Weis wanted to control the ball, and did, mostly by running. Notre Dame held the ball nearly 39 minutes to USC's 21. The USC defenders probably didn't have it in them to play overtime. And Notre Dame certainly wanted the chance. Who wouldn't when you have a big-time quarterback such as Quinn? All the kid did was convert a huge number of critical third downs and demonstrate he could move the team by any means necessary. He completed all four of his passes in that 87-yard touchdown drive that put the Irish ahead 31-28 with 2:04 to play.

It's not often these Games of the Century justify the hype. USC vs. Notre Dame went even further. It exceeded the hype, which was considerable. It had more the feel of a big-time prizefight in the 1970s or '80s than a football game. Celebrities, which usually reserve their private jet time for NBA playoffs, the Final Four and championship fights, somehow found their way to northern Indiana, even from as far away as Hollywood. So many private jets descended on South Bend it looked like McCarron Airport in Las Vegas three hours before kickoff. There was a 1 1/2 -hour holding pattern over Chicago's O'Hare Airport, despite the wealth and fame of those holding tickets for the game.

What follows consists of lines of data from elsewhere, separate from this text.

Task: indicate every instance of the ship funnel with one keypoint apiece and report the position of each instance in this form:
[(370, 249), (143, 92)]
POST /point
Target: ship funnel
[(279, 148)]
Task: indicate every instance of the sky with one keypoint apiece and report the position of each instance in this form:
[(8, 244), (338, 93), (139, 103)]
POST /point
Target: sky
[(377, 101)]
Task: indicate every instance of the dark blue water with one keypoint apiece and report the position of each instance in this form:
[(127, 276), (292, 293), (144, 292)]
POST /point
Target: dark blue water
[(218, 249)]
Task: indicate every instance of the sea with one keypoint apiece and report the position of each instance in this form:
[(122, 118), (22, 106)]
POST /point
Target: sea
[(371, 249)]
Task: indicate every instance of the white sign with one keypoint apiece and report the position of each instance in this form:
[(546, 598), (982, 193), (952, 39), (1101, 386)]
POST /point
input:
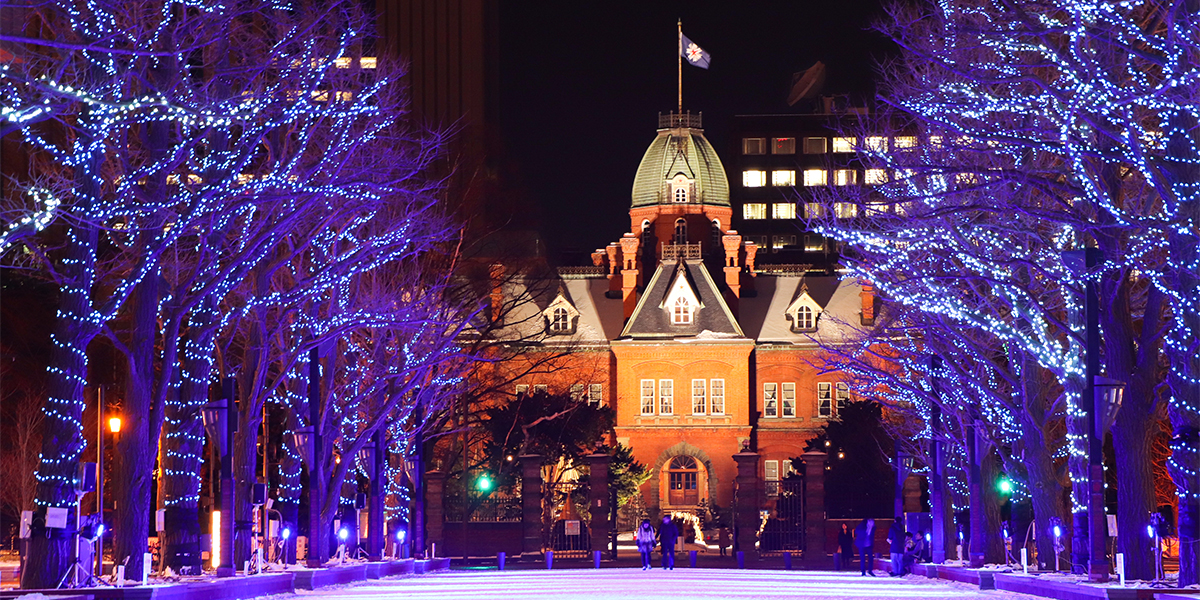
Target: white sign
[(571, 528), (57, 517)]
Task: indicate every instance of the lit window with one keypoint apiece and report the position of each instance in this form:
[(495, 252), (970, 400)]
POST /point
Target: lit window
[(595, 394), (783, 178), (699, 396), (754, 178), (825, 400), (815, 178), (561, 322), (875, 143), (843, 395), (647, 396), (717, 401), (754, 210), (681, 313), (875, 177), (804, 318), (771, 471), (844, 145), (666, 396)]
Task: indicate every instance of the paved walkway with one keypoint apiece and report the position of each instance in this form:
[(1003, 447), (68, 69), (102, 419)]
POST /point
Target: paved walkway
[(635, 583)]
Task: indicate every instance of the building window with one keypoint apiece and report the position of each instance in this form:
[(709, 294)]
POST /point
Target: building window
[(789, 400), (815, 178), (783, 178), (699, 396), (754, 178), (843, 395), (771, 400), (561, 321), (875, 144), (779, 241), (814, 243), (804, 318), (717, 400), (595, 395), (647, 396), (681, 313), (814, 145), (666, 396), (844, 145), (754, 210), (825, 400)]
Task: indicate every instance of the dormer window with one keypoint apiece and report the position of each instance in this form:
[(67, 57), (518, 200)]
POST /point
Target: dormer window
[(681, 313)]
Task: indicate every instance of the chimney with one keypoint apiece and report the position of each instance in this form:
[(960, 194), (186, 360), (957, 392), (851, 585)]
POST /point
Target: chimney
[(629, 274), (868, 297), (732, 244)]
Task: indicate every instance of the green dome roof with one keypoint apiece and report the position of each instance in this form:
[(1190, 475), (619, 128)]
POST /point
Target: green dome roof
[(681, 150)]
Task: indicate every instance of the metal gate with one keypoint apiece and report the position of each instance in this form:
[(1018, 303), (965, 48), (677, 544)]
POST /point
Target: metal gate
[(784, 529)]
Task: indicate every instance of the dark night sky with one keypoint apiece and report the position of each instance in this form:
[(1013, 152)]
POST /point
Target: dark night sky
[(581, 84)]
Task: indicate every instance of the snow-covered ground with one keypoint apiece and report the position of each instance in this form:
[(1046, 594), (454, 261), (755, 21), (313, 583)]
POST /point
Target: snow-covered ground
[(635, 583)]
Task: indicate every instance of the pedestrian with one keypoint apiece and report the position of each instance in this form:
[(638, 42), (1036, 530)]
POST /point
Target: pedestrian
[(645, 537), (895, 546), (667, 535), (846, 543), (864, 540)]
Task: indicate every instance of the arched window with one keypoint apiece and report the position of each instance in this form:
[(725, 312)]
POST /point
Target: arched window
[(561, 321), (681, 313), (804, 318)]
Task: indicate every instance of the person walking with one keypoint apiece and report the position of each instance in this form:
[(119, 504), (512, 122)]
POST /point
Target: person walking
[(846, 543), (895, 546), (645, 537), (864, 540), (667, 535)]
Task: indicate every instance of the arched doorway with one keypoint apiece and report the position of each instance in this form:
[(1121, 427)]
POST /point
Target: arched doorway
[(684, 481)]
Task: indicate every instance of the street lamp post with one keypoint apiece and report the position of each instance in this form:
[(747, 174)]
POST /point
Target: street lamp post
[(221, 424)]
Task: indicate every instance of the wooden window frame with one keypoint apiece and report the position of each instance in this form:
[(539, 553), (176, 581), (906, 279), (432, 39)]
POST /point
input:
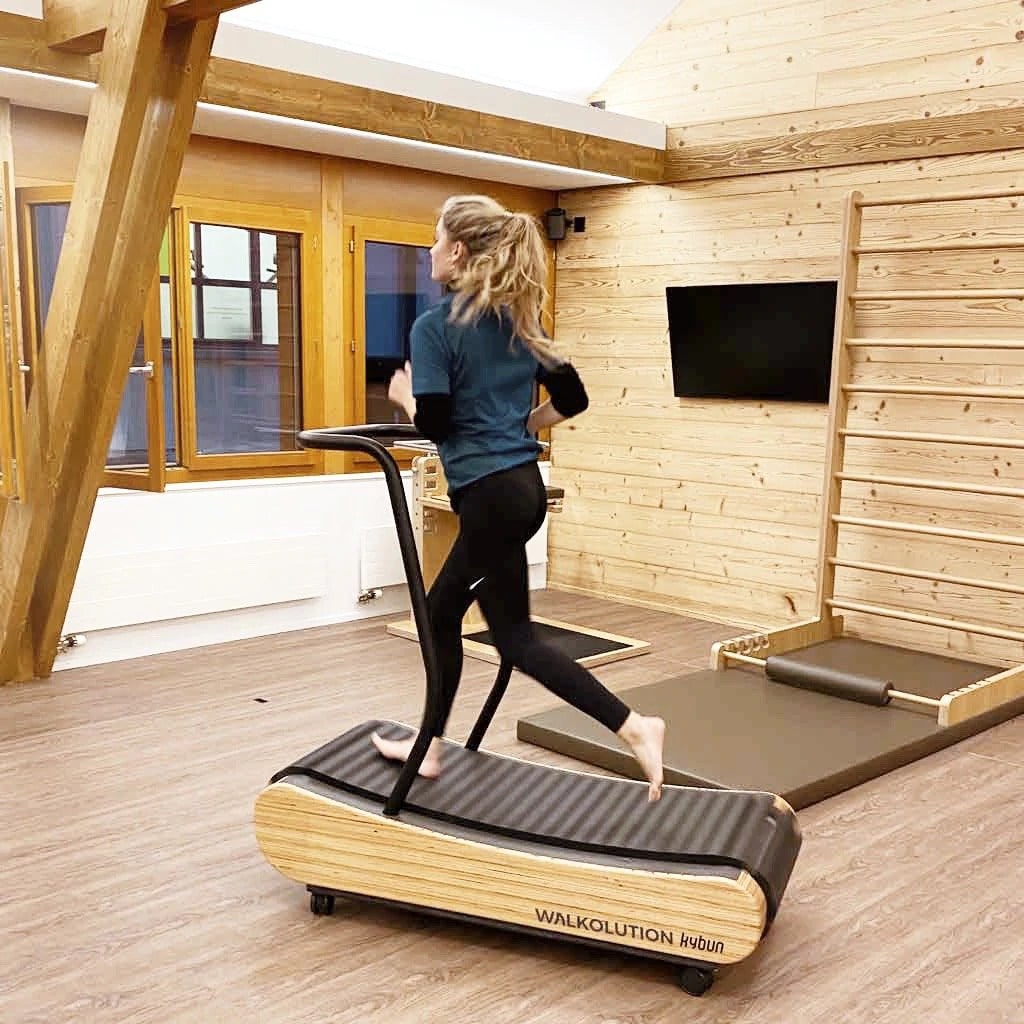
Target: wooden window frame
[(357, 231), (12, 392), (190, 466), (252, 217)]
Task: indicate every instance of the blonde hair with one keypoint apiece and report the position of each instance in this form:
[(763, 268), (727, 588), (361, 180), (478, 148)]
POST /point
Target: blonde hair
[(506, 269)]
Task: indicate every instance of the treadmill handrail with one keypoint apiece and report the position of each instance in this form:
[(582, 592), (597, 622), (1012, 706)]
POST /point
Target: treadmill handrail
[(372, 438), (350, 438)]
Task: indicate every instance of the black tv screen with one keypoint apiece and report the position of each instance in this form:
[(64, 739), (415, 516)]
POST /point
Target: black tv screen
[(770, 341)]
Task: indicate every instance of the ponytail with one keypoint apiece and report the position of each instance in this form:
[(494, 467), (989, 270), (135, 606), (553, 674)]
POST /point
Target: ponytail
[(506, 272)]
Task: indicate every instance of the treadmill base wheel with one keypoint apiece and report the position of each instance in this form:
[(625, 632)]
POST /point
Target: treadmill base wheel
[(322, 903), (695, 980)]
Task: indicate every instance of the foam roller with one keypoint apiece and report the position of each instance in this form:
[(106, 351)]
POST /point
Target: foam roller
[(833, 682)]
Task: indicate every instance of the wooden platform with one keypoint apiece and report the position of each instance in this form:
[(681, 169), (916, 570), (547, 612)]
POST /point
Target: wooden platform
[(589, 647)]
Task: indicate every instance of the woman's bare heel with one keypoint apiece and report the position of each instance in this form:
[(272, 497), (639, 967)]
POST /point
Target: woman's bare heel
[(645, 735), (399, 750)]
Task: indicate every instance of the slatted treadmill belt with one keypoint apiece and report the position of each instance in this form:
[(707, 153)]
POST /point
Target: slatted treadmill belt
[(516, 798)]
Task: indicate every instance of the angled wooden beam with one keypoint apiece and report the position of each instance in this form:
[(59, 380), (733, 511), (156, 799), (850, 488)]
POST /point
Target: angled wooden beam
[(134, 144), (80, 26), (266, 90)]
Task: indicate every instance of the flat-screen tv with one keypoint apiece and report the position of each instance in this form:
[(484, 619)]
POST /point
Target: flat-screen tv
[(769, 341)]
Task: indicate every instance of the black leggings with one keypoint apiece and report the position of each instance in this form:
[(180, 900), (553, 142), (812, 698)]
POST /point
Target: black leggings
[(487, 563)]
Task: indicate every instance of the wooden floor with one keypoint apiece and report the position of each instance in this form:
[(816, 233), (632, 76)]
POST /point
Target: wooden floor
[(132, 889)]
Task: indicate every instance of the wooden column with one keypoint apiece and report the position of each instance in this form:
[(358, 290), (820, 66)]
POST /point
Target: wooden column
[(139, 122)]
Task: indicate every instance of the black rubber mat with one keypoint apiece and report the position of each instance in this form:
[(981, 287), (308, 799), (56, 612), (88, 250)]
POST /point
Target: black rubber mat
[(578, 810), (572, 642)]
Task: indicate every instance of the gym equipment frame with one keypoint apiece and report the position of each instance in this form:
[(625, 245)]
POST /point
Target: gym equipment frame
[(694, 879)]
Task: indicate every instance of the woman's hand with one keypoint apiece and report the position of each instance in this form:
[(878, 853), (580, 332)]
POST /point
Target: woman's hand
[(399, 390)]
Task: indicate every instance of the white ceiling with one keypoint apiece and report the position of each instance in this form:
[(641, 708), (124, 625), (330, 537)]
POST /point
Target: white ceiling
[(536, 59), (559, 48)]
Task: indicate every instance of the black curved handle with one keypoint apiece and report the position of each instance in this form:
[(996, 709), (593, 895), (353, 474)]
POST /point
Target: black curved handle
[(353, 438), (372, 438)]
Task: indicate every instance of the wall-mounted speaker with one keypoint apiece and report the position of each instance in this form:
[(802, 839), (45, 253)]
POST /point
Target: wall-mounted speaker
[(555, 222)]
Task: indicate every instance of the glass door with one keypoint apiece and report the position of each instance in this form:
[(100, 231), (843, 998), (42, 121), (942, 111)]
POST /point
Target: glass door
[(392, 287)]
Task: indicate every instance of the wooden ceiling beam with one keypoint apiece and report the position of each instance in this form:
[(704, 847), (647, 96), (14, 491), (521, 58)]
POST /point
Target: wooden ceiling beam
[(266, 90), (135, 138), (80, 26)]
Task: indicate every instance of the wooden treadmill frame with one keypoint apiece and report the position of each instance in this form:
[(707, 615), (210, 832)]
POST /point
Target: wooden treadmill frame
[(1000, 687)]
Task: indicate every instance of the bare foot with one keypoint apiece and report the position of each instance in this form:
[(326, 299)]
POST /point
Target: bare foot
[(645, 736), (399, 750)]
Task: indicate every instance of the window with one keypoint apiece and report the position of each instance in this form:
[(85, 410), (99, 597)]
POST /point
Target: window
[(219, 381), (397, 289), (247, 339), (12, 365)]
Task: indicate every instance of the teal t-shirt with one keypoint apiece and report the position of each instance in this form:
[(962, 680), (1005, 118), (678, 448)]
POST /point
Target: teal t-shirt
[(491, 381)]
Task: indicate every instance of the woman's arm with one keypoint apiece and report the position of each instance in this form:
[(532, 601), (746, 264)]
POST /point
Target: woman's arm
[(568, 397), (544, 416)]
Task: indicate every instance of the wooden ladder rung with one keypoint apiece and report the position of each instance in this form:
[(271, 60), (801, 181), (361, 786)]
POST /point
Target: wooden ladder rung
[(999, 343), (932, 484), (956, 197), (910, 435), (936, 391), (937, 247), (928, 295), (914, 527)]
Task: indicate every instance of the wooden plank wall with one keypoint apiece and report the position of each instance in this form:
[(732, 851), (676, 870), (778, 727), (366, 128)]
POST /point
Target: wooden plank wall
[(712, 508), (754, 58)]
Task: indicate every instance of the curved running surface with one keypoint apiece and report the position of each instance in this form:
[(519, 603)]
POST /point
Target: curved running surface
[(755, 832)]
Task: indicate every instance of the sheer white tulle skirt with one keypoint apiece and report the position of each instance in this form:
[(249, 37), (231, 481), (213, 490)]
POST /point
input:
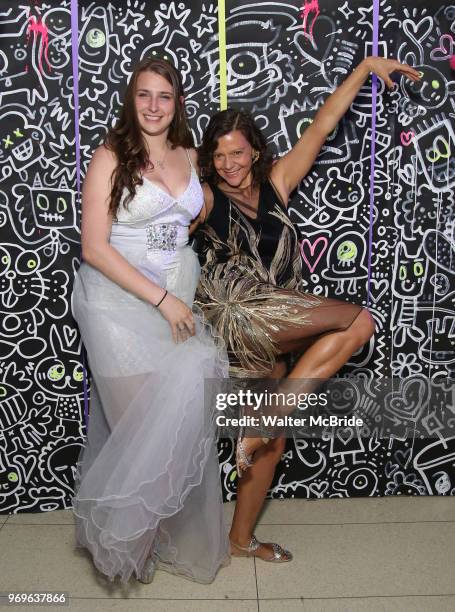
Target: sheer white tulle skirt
[(147, 479)]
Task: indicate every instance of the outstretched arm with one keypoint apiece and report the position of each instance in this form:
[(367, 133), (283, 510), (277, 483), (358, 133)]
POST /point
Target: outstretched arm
[(287, 173)]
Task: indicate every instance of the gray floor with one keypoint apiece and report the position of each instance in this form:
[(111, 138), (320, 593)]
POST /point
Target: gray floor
[(350, 555)]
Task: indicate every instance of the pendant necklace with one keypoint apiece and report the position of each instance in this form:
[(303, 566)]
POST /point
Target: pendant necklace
[(160, 163)]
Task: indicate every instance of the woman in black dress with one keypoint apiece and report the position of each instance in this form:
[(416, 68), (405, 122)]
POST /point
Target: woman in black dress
[(251, 282)]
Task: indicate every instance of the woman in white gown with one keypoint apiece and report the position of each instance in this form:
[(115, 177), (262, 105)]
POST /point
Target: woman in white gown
[(147, 490)]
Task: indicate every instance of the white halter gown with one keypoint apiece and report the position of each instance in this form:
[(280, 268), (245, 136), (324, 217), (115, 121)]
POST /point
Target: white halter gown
[(148, 477)]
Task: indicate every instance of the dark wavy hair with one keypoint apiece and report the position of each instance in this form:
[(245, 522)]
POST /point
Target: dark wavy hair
[(126, 141), (221, 124)]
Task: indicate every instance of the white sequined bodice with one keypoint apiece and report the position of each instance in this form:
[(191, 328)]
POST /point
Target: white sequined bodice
[(152, 231), (151, 204)]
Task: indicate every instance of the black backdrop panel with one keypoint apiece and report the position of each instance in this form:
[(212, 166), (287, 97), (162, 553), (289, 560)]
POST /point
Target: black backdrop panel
[(283, 62)]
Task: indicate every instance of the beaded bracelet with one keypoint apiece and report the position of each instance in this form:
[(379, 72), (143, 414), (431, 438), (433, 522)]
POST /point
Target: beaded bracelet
[(165, 294)]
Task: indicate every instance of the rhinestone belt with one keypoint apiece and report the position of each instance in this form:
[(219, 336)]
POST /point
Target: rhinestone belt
[(161, 237)]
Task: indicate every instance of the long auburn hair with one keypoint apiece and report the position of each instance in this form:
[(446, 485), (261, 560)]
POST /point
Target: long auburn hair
[(221, 124), (125, 139)]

Coach Andy Reid, whose Philadelphia Eagles have the week off, stood on the sideline. Patriots owner Robert Kraft and Falcons owner Arthur Blank watched from the press box. Every NFL team seemed to have at least one representative in the house, and they were B-list celebs when considering Supreme Court Justice Clarence Thomas attended.

You wouldn't think the ambassador to the Vatican, Francis Rooney, or the ambassador to Luxembourg, Peter Terpeluk, would necessarily be interested in a college football game . . . then again, it really was more like a cause than a game.

They found that Bush is worth the price of admission all by himself. This kid is the best football player in the country. Weis called him Marshall Faulk.

It's appropriate. Bush already is on that short list of all-time great college football running backs. He can spin out of a tackle like Barry Sanders, explode through a hole like Gale Sayers, catch the ball in open space and make a tackler miss like Marcus Allen and run away from the pack like Herschel Walker or O.J. Simpson. Every single time Bush touches the ball, running or receiving, he's a threat to score a touchdown. Against Notre Dame, he needed only 15 carries to rush for 160 yards and three touchdowns. He scores without being challenged, running by defenders, or hurdling them.

The only thing wrong with Bush is that Carroll doesn't give him the ball enough. The Trojans wouldn't have faced fourth down or been in such dire straits on that final play had Bush gotten the ball more in that final drive.

Carroll seemed off his game at times Saturday, which might have been exaggerated because Weis was so aggressive, so bold, and his gambles all seemed to work to perfection. But even if Carroll were off or even if he didn't give Bush enough carries or played into Notre Dame's hands on a few occasions, Carroll was right when it counted, when it came to winning the game and keeping hope alive for a third straight national championship.

"We took all day long to get this win . . . took every second," he said. "I just love this team. They will not let it die. They will not call it over."